この動かなくなったフォークのフロントタイヤは、路面追従性が悪化……旋回力を云々より容易くスリップダウンしかねない。
それを何とか持ちこたえる手段のひとつが、フォークを支えるステアリングヘッドが振動吸収すること。これでタイヤの路面追従を助けることができる。
そのためのフロントフレームの剛性バランス変更だが、結果として700gの軽量化も達成している。
また従来は片支持だったスイングアームを、一般的な2本アームに変更したのも大きな違いだろう。
この片支持、916から採用してきた半ばドゥカティのアイデンティティにもなっていた構成だ。
そのためこだわりが強く、変更に抵抗する意見も相半ばしていたという。ただ実際にライダーが乗ると新しい2本アームのほうが曲がりやすいとのインプレッションが圧倒的多数を占めた。

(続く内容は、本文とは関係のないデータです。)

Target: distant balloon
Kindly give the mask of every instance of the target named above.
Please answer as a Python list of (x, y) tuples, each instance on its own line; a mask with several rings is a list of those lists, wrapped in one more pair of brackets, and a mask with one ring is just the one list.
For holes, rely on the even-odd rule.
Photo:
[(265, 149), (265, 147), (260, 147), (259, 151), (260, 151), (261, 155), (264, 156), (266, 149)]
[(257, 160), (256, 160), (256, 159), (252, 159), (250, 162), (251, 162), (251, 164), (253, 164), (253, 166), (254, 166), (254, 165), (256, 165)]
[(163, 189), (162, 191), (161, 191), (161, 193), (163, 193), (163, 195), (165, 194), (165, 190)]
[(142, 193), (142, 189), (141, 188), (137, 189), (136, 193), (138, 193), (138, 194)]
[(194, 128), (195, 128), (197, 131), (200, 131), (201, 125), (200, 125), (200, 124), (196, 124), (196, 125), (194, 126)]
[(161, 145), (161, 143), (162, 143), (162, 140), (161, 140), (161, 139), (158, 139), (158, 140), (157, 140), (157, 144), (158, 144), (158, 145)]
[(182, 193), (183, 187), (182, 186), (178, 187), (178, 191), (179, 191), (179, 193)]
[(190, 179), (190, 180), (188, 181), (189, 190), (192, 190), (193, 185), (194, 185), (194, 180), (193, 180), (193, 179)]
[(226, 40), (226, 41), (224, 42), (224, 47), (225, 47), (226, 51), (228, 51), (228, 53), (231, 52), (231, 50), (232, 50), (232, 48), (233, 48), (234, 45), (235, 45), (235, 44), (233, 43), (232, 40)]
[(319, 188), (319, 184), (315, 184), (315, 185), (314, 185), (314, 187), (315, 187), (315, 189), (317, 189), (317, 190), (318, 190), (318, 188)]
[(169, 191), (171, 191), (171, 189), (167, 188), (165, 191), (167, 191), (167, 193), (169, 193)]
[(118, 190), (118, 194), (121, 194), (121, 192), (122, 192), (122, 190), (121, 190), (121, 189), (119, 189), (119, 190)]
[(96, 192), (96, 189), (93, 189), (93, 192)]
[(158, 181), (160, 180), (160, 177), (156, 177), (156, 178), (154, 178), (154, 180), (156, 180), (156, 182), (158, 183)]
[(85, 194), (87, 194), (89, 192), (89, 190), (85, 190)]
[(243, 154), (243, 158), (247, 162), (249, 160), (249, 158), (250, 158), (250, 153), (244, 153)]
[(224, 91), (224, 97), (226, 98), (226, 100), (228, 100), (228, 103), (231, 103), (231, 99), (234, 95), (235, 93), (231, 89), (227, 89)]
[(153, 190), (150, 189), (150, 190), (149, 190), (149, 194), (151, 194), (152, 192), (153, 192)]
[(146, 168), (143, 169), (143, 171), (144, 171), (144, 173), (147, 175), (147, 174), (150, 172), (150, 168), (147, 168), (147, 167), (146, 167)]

これは横方向の剛性を37%減らし、僅かな撓みを生じる柔軟性で旋回力を助けるのと、加速時の安定性などバランス設定で優位だった由。またエンジン下に収まる排気チャンバーの形状やフットペグ(ステップ)位置を狭くできるメリットも大きい。スイングアーム長は618mmと長めでストロークによるアンチスクワットを含むアライメント変化率を小さくしている。重量もリヤエンドまわりで2.7kg軽くなっている。
フロントブレーキのブレンボ製キャリパーは、これまで定評の高かったStylemaから新型のHypureへと切り替わった。
同じラジアルマウントでもやや小型化され軽量で、解放時のクリアランスを保つシールのロールバックが小さいのに制動していない状態での引き摺りが少なく、作動レスポンスが素早く正確で入力も軽い、新しい世代の操作感となっている。
そしてリヤブレーキは、マスターシリンダーを押し上げるロッドで遊び調整するのではなく、マスターシリンダー本体の取り付け位置を上下させる調整となった。
これはステップ位置をより内側へ追い込むのに大きく功を奏しており、跨がると400ccより250ccマシンに近い感触で足を載せたときの心地よさは抜群だ。
ライディングポジションに関連して加えると、シートは35mm前後に長く、座面も左右に50mm幅広と思いきりライダーの体格への対応度が拡がった。そのフィット感もさすがといえる全体に面で接する特上レベル。
燃料タンクの前方両側部分の形状やニーグリップの凹みまで、様々な体格が多用な動きをしても面で接してくれる自然なホールド感が得られる。
因みにシート高は850mmだが、ひとり乗り設定もあって1G'で沈み量が多いことも手伝って、165cmライダーでも足つきは問題ない。
前後ホイールはドゥカティによる設計の鍛造で、鋳造ホイールより2.17kg軽く、走行中の慣性モーメントで前22%、後23.5%も減るため路面追従性がそれだけ優れることになる。
また装着タイヤは公道走行用に前120/70-17と後200/60-17だが、サーキット走行用にスーパーバイクレースに用意されたレーシングスリックの、前125/70と後200/65のひとまわり太いタイヤを装着してもフェンダーとかのクリアランスが問題ない設計がされている。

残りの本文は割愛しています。